Understanding Kansas using road signs, public art, and local culture.
One of the joys of road trips is discovering unique
countryside symbols – road signs, public and social art, and expressions of
local culture. I twice previously
traveled the I-70 corridor of St. Louis to Kansas City and from St. Louis down
to Branson in the Ozarks so the state with its huge farms bursting with green
bounty this summer was no mystery.
But Kansas was relatively unknown to me save for a ride down
the eastern edge over thirty years ago with my son Sasha. We were headed to Tulsa and admired the
green rolling land watered with many streams. On this trip I wondered if comedians’ impression of the
state as just 400 miles of endless, flat wheat fields was true.
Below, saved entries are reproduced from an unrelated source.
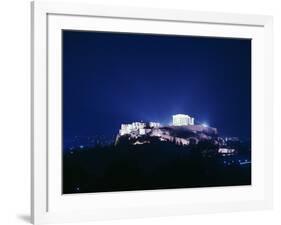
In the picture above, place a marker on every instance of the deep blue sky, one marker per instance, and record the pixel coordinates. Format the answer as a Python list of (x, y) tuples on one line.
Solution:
[(114, 78)]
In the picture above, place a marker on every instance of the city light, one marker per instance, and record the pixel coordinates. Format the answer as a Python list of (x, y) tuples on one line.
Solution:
[(205, 125)]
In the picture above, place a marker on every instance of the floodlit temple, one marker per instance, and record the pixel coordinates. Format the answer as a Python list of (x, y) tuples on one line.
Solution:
[(182, 120)]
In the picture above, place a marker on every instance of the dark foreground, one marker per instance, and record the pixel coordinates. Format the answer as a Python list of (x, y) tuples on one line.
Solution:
[(152, 166)]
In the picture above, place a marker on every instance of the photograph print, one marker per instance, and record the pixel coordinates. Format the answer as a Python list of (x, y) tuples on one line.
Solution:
[(154, 111)]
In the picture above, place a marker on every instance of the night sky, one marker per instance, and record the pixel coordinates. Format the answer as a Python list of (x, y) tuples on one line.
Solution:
[(114, 78)]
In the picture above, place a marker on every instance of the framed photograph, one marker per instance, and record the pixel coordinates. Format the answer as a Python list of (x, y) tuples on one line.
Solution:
[(149, 112)]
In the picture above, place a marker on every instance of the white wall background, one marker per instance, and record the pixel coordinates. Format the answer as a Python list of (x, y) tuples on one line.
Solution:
[(15, 109)]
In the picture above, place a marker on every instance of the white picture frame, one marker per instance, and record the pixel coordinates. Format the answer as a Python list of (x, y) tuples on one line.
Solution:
[(48, 205)]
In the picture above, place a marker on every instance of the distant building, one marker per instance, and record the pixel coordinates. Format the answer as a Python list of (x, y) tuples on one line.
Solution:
[(182, 120), (137, 128), (154, 124)]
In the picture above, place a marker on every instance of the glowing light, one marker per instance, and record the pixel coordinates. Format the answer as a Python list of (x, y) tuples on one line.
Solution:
[(205, 125)]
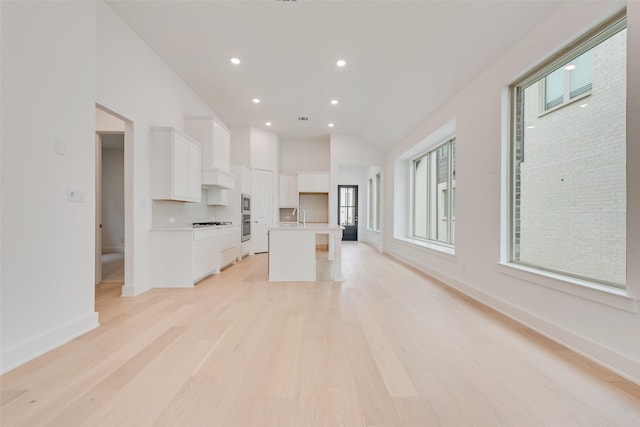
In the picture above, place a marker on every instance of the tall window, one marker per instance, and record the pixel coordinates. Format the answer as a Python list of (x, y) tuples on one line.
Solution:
[(376, 217), (568, 199), (433, 194), (374, 203), (370, 205)]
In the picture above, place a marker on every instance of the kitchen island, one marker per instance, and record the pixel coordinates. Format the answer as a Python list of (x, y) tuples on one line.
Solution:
[(292, 251)]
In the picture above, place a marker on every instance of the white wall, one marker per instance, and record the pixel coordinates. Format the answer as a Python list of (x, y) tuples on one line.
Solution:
[(135, 83), (48, 95), (311, 155), (603, 326), (264, 150), (240, 150)]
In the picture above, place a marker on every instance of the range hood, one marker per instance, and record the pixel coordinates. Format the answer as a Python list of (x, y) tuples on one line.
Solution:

The comedians were wrong – the state’s topography is mostly
rolling land and the production of corn, soybeans, canola and cattle may rival
wheat. The farther west one goes,
the dryer, emptier, flatter and more barren the land gets. The following Kansas Byways road sign
provides a basic foundation in understanding a state blessed with spectacular
sunsets and super-agriculture.
The Mission Mountain Wilderness is a collaboration
between the Flathead people (Salish and Kootenai nations) and the state in
preserving the native culture.
The legend of the Burlington County road map and sign
describe important locations, basic resources, and other fundamentals for
economic development, assist local tourism, and general information purposes.
Two murals exhibited on the sides of walls of buildings in
western Kansas illustrate the fecundity of wildlife before the practice of
raising cattle. The open range had
to be fenced in and predatory wildlife threatened the security of herds.
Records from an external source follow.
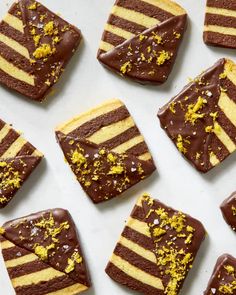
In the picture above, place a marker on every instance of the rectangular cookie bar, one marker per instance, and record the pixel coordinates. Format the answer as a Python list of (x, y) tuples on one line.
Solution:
[(156, 250), (220, 23), (201, 119), (18, 159), (42, 254), (141, 39), (223, 279), (105, 150), (35, 46), (228, 209)]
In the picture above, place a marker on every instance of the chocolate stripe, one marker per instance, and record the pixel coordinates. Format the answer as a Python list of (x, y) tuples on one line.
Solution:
[(120, 277), (19, 86), (15, 10), (8, 141), (46, 287), (27, 149), (229, 128), (15, 58), (145, 8), (222, 39), (225, 4), (138, 149), (138, 213), (138, 238), (220, 20), (218, 148), (231, 88), (9, 31), (113, 39), (136, 260), (90, 127), (121, 138), (126, 25), (13, 253), (27, 268), (2, 124)]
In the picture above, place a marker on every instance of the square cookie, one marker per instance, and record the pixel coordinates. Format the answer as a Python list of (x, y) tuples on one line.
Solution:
[(201, 119), (156, 250), (141, 39), (105, 150), (42, 254), (18, 159), (228, 209), (35, 46), (223, 279), (220, 23)]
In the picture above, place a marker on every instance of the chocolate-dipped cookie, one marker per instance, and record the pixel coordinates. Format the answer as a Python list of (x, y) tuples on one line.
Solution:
[(156, 249), (141, 39), (35, 46), (220, 23), (105, 150), (201, 119), (223, 279), (18, 159), (43, 255), (228, 209)]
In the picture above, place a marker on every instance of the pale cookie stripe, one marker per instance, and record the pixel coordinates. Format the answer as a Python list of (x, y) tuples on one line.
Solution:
[(72, 290), (137, 18), (16, 146), (6, 66), (38, 276), (148, 256), (214, 19), (108, 132)]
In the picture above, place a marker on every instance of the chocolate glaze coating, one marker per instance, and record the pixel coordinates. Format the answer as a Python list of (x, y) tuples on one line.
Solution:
[(198, 142), (221, 276), (142, 51), (24, 166), (26, 233), (221, 38), (98, 183), (149, 212), (227, 210)]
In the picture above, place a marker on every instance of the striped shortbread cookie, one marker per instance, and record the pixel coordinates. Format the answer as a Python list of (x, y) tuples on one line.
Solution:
[(156, 249), (201, 119), (141, 39), (105, 150), (35, 45), (220, 23), (228, 209), (18, 159), (223, 278), (42, 254)]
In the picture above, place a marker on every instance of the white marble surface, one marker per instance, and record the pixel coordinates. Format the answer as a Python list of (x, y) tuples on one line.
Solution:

The big eagle statue, located in Pendleton, Oregon symbolized
to me the freedom and expanse of our western lands.
The railroad played a vital role in developing the American
west and connecting it to the big eastern markets for their beef, vegetables,
fruits and manufactured goods.
Many towns in the west either thrived or withered depending on their
proximity to the railroad and the commerce it spurred. Trailer trucks, of course, have today
replaced a great deal of the trains’ role in moving the bulk of our goods and
commodities. I snapped this
monument to railroad connectivity in western Kansas.
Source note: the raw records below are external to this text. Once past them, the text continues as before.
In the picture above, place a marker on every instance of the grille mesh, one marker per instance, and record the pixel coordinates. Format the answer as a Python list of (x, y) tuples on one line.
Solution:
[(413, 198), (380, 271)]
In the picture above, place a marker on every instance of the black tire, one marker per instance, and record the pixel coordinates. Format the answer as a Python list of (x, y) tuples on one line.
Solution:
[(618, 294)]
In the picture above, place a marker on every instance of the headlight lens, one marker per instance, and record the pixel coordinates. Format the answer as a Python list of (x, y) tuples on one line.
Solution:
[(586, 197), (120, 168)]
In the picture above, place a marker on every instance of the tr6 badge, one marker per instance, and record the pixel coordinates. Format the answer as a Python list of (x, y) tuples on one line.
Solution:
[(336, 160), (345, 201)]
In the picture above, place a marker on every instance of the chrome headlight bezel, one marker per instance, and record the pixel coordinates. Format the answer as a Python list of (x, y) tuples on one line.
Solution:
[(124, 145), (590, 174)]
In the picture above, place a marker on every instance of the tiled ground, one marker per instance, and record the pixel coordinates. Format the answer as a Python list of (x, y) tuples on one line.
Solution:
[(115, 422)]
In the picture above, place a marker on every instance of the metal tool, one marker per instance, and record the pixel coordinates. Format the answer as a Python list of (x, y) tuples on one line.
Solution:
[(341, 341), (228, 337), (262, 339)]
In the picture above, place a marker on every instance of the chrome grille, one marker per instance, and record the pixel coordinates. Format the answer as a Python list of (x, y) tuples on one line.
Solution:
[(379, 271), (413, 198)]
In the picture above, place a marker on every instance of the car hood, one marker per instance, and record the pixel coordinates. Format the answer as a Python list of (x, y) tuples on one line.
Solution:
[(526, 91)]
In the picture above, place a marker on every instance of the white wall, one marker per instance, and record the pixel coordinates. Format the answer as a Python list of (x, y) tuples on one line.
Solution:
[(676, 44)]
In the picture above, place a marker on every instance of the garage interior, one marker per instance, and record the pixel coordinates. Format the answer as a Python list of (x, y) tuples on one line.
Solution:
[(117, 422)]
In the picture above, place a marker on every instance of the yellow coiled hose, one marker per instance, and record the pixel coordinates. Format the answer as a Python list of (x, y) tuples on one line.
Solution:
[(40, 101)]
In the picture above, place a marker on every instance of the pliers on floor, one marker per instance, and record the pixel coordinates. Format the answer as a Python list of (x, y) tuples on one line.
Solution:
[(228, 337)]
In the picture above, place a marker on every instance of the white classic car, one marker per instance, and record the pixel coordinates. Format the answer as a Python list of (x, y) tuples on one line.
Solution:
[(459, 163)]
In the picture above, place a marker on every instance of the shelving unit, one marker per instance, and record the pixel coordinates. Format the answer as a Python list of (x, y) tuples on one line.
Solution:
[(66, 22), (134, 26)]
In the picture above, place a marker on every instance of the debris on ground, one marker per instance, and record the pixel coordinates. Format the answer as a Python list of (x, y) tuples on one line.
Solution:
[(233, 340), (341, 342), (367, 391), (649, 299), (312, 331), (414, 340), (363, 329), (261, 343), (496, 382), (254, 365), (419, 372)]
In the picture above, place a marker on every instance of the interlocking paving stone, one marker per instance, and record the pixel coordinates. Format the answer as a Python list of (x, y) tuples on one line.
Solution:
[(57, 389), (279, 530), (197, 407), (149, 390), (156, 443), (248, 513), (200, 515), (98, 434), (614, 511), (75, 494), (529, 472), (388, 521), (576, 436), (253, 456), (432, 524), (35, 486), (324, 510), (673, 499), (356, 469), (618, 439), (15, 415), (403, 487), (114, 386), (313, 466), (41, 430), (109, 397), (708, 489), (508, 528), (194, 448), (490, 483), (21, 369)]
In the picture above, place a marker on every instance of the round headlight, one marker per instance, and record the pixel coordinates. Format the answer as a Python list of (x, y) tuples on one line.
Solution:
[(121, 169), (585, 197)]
The rattlesnake was a very scary creature to western
settlers, especially in the more sparsely populated southwestern states. The snake avoids humans but will strike
if threatened.
Native Americans of the Great Basin in eastern Oregon
cultivated rice grass to supplement their diets and built up stores of it to
make it through the winter. Settlers
noted the practice and adapted elements of indigenous agriculture.